- My wife and I try to keep screens and screen time to a minimum in our house.
- But we do sometimes watch TV together and try to focus on shows that teach our kids something.
- For me, screen time isn't scary; what type of content we watch is far more important.
I didn't know what chocolate ganache was before watching reruns of an old Food Network pre-teen baking championship with my kids. But I did spot an opportunity to talk with them about how one contestant kept building her cake after it crumbled. We talked about the word perseverance.
That's the thing about "screen time" as a modern parenting panic: the same rectangle can either be a sedative or a springboard.
But my wife and I are still fairly new at this — our kids are under 5 — so we talk with other parents about evolving opinions on the use of phones, tablets, computers, and TVs.
From those conversations and our own parenting experience, we're slowly realizing that it's not about screen time, but more about what type of content we're letting our kids watch.
We try to keep screen time to a minimum in our house
My wife, kids, and I live in a Philadelphia rowhome. We've kept TV out of our bedrooms and devices out of our daily routine. On trips in the car, bus, and subway, we rely on music and games (I've come to loathe "I spy").
In good weather, we enjoy long walks and frequent visits to our neighborhood rec center. Forced into boredom at home, our kids have developed their own imagined worlds: singing karaoke on the couch, lava-ringed obstacle courses, and preparing elaborate meals in a play kitchen.
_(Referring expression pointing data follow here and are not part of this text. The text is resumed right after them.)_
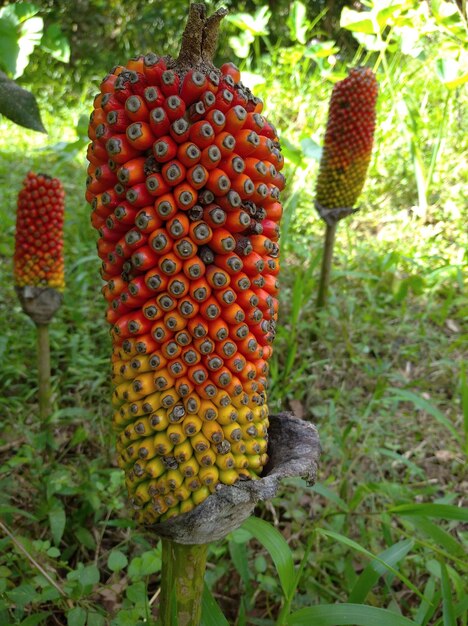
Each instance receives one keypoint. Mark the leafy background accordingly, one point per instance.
(380, 539)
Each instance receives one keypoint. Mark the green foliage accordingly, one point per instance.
(21, 31)
(379, 371)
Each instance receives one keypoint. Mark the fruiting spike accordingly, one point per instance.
(184, 183)
(348, 140)
(38, 259)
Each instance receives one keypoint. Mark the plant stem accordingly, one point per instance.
(326, 264)
(43, 362)
(183, 572)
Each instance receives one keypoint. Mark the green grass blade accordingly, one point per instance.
(404, 395)
(440, 536)
(375, 570)
(211, 613)
(460, 609)
(273, 541)
(425, 610)
(337, 614)
(447, 604)
(441, 511)
(355, 546)
(464, 398)
(327, 493)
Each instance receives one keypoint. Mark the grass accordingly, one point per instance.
(379, 371)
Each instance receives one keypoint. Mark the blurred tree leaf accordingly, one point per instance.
(255, 24)
(19, 105)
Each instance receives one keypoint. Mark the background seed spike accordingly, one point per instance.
(348, 140)
(188, 241)
(38, 259)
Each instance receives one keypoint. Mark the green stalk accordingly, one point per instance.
(183, 573)
(43, 362)
(326, 264)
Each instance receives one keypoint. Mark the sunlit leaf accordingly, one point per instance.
(56, 43)
(450, 72)
(31, 35)
(357, 22)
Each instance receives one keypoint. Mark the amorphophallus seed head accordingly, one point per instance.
(348, 140)
(184, 184)
(38, 258)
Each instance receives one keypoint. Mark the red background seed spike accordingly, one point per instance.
(38, 257)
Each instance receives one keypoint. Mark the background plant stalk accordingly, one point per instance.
(43, 363)
(327, 258)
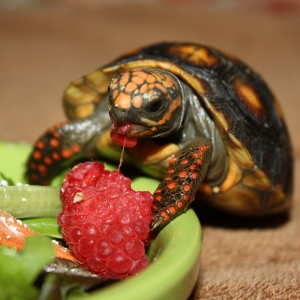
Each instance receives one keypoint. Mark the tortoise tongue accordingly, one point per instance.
(119, 137)
(121, 140)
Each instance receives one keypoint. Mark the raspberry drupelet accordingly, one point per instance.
(104, 221)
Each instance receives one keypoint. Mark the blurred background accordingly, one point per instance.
(45, 44)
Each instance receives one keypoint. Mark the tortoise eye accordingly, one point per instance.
(154, 106)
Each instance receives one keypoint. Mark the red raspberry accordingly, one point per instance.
(104, 221)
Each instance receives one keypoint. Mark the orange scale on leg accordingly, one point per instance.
(172, 210)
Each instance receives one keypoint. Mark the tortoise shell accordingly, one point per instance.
(257, 177)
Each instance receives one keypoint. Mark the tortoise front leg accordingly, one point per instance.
(61, 146)
(177, 190)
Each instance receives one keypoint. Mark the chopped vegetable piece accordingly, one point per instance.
(104, 221)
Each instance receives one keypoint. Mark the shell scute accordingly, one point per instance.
(246, 114)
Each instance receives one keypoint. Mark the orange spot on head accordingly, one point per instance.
(172, 185)
(42, 168)
(199, 161)
(66, 153)
(123, 81)
(138, 80)
(158, 198)
(37, 155)
(33, 166)
(54, 142)
(143, 89)
(123, 101)
(184, 161)
(76, 148)
(130, 87)
(48, 160)
(40, 145)
(172, 160)
(151, 79)
(161, 87)
(187, 187)
(56, 134)
(170, 171)
(182, 174)
(55, 156)
(195, 175)
(172, 210)
(137, 101)
(179, 204)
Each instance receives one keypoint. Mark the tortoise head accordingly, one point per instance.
(145, 102)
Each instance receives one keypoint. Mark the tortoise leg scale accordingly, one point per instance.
(177, 190)
(60, 146)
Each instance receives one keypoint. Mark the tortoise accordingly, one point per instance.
(198, 119)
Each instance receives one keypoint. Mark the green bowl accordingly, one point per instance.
(173, 255)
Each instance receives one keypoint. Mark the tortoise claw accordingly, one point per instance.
(157, 221)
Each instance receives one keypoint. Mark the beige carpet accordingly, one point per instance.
(43, 47)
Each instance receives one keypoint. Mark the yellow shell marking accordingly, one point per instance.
(249, 97)
(195, 54)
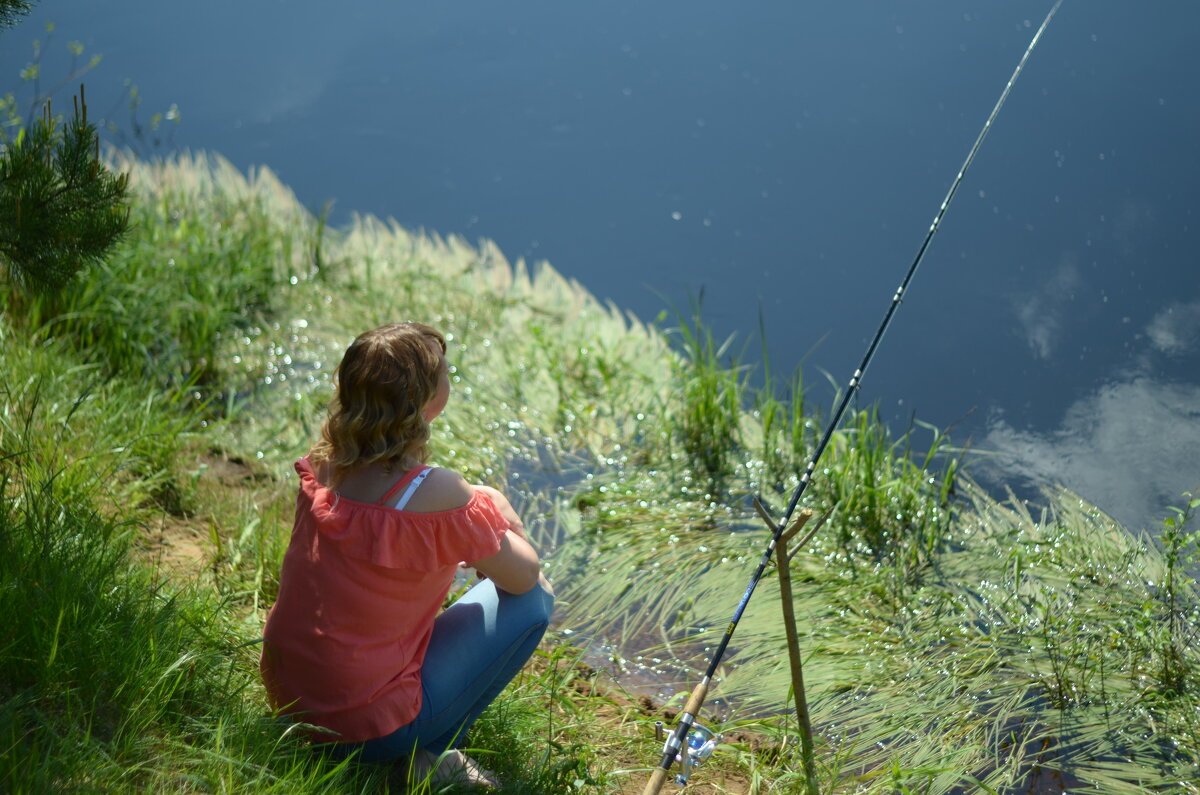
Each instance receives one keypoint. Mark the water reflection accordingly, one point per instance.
(1131, 447)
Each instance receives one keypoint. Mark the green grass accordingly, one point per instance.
(952, 640)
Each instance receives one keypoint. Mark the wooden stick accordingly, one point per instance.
(783, 563)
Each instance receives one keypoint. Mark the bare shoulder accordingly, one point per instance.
(442, 490)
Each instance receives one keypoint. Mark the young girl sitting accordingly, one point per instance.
(354, 643)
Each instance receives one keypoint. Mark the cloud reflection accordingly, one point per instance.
(1176, 329)
(1041, 314)
(1132, 448)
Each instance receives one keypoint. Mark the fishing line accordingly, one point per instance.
(675, 742)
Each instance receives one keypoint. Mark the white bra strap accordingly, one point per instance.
(412, 488)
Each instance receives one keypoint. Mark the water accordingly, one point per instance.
(774, 156)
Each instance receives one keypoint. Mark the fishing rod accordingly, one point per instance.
(700, 741)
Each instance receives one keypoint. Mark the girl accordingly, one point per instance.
(354, 643)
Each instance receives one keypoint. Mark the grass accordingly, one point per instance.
(952, 641)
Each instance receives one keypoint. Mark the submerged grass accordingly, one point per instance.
(952, 641)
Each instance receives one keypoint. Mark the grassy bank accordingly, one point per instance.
(153, 411)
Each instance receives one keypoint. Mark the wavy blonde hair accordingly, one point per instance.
(384, 381)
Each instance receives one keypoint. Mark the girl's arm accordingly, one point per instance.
(515, 568)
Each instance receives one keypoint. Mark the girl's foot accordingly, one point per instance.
(453, 766)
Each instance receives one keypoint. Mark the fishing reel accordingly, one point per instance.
(701, 743)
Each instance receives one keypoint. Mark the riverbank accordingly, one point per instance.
(154, 410)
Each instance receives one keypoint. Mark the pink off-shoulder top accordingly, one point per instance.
(360, 587)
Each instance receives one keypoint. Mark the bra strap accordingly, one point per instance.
(412, 488)
(417, 473)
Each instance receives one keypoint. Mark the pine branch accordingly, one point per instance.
(60, 208)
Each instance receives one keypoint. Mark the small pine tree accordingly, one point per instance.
(60, 208)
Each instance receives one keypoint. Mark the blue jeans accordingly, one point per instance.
(478, 646)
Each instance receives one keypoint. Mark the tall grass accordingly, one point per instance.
(953, 641)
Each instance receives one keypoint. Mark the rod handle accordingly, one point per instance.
(657, 781)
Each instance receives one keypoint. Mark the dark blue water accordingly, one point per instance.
(777, 155)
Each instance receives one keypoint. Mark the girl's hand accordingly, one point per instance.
(505, 508)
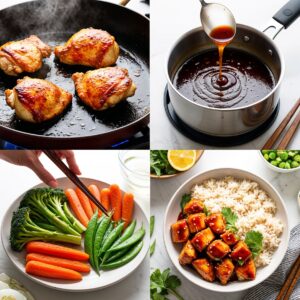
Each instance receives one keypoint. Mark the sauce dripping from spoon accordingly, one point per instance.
(222, 36)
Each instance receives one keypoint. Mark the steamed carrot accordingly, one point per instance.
(56, 250)
(77, 207)
(116, 201)
(96, 193)
(59, 262)
(104, 196)
(85, 202)
(127, 208)
(45, 270)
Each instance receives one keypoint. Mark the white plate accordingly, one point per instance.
(90, 281)
(173, 250)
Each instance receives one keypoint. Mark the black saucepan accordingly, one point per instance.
(233, 121)
(54, 21)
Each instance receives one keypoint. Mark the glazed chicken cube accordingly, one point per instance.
(241, 252)
(247, 271)
(187, 254)
(180, 231)
(224, 270)
(216, 222)
(229, 238)
(205, 268)
(217, 250)
(194, 206)
(202, 239)
(196, 222)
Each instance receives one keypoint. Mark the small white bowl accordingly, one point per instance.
(276, 169)
(173, 250)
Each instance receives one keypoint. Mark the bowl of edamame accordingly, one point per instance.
(282, 161)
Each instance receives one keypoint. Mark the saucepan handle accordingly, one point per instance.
(288, 13)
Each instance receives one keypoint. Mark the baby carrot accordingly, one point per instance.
(95, 191)
(127, 208)
(59, 262)
(104, 196)
(116, 201)
(77, 207)
(45, 270)
(85, 202)
(56, 250)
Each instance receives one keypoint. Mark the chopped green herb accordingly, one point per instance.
(152, 222)
(230, 218)
(163, 284)
(184, 200)
(152, 248)
(159, 163)
(254, 240)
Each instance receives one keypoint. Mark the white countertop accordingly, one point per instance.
(171, 18)
(287, 185)
(101, 165)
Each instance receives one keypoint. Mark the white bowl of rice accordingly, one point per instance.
(259, 207)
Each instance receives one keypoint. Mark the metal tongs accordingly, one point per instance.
(74, 178)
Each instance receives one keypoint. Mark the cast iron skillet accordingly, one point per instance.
(54, 21)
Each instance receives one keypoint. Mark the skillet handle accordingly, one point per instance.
(288, 13)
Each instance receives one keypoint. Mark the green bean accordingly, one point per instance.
(116, 255)
(89, 237)
(100, 232)
(112, 237)
(126, 234)
(131, 254)
(152, 222)
(137, 236)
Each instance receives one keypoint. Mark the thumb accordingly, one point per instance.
(42, 173)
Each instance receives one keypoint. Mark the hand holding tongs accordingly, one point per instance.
(73, 177)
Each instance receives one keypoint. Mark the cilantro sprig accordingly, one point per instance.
(163, 284)
(230, 218)
(254, 240)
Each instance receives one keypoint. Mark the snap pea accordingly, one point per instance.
(131, 254)
(137, 236)
(100, 232)
(126, 234)
(89, 237)
(111, 238)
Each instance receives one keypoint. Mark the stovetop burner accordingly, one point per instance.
(210, 140)
(139, 141)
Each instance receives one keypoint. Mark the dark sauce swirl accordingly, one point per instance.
(244, 79)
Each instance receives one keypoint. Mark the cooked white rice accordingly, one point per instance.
(254, 208)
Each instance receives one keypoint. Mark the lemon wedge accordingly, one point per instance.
(182, 160)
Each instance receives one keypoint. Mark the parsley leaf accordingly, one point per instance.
(159, 163)
(184, 200)
(254, 240)
(230, 218)
(162, 284)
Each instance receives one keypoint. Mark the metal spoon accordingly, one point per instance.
(214, 15)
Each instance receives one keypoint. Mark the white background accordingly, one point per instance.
(288, 186)
(101, 165)
(171, 18)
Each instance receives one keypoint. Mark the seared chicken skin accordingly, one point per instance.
(89, 47)
(37, 100)
(23, 56)
(103, 88)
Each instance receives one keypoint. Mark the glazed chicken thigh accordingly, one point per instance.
(103, 88)
(37, 100)
(89, 47)
(23, 56)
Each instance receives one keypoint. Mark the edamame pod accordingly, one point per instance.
(131, 254)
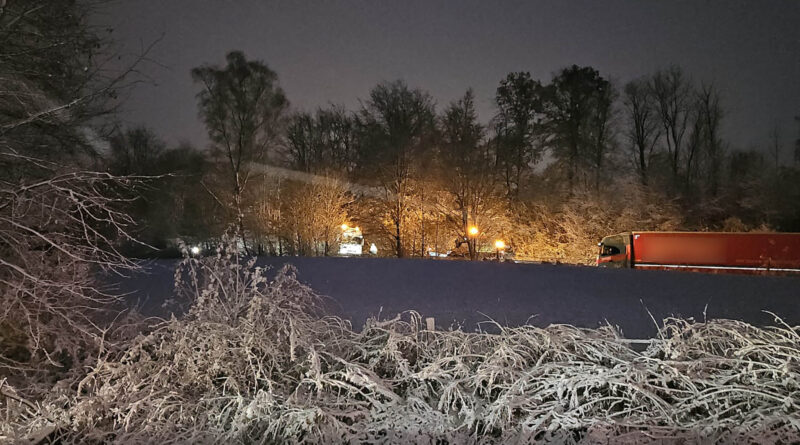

But especially on freezing days, when you're stuck indoors, and everyone's energy is somehow both too high and already spent, screens help. What's become clear to me is that a screen's value depends on what we watch.
Governments are cracking down on youth screen time
In recent years, the global discourse has turned aggressively anti-screen.
Governments are now intervening not just in social media but in screens more broadly. France, for example, has prohibited screen exposure for kids under 3 in childcare settings, and Virginia has moved to make schools "cell phone-free."
Meanwhile, the American Academy of Pediatrics has long advocated against the simplistic yardstick of screen time, noting there isn't enough evidence for a single universal time limit, emphasizing family context and habits instead.
It's more important to me to monitor what my kids are watching than how much
It seems to me that no one can agree on what the maximum screen time should be for children, so that's why I'm focusing less on time and more on the content.
Watching a kids' baking show as a family, especially when we can connect the events to our own lives, can be healthy. I've seen the positive effects of a great show on my own kids.
For parents of young kids, the difference between cartoons like "Bluey" and "Cocomelon" is obvious: In one, characters develop over seven to 10 minutes, and in the other, brightly colored, computer-animated characters sing hypnotically rhythmic songs in short bursts.
This holds true for older kids, too. With the right guardrails, I think that screens can be genuinely social and developmental, like collaborating with friends in a shared Minecraft world, building a Roblox obstacle course over a week, or editing a goofy video together that takes planning and patience.
I see "good" screen time often involves characters, cause-and-effect, enough plot for us to talk about it together, and a bonus for when it's social. I don't see why there should be a time limit on any of that.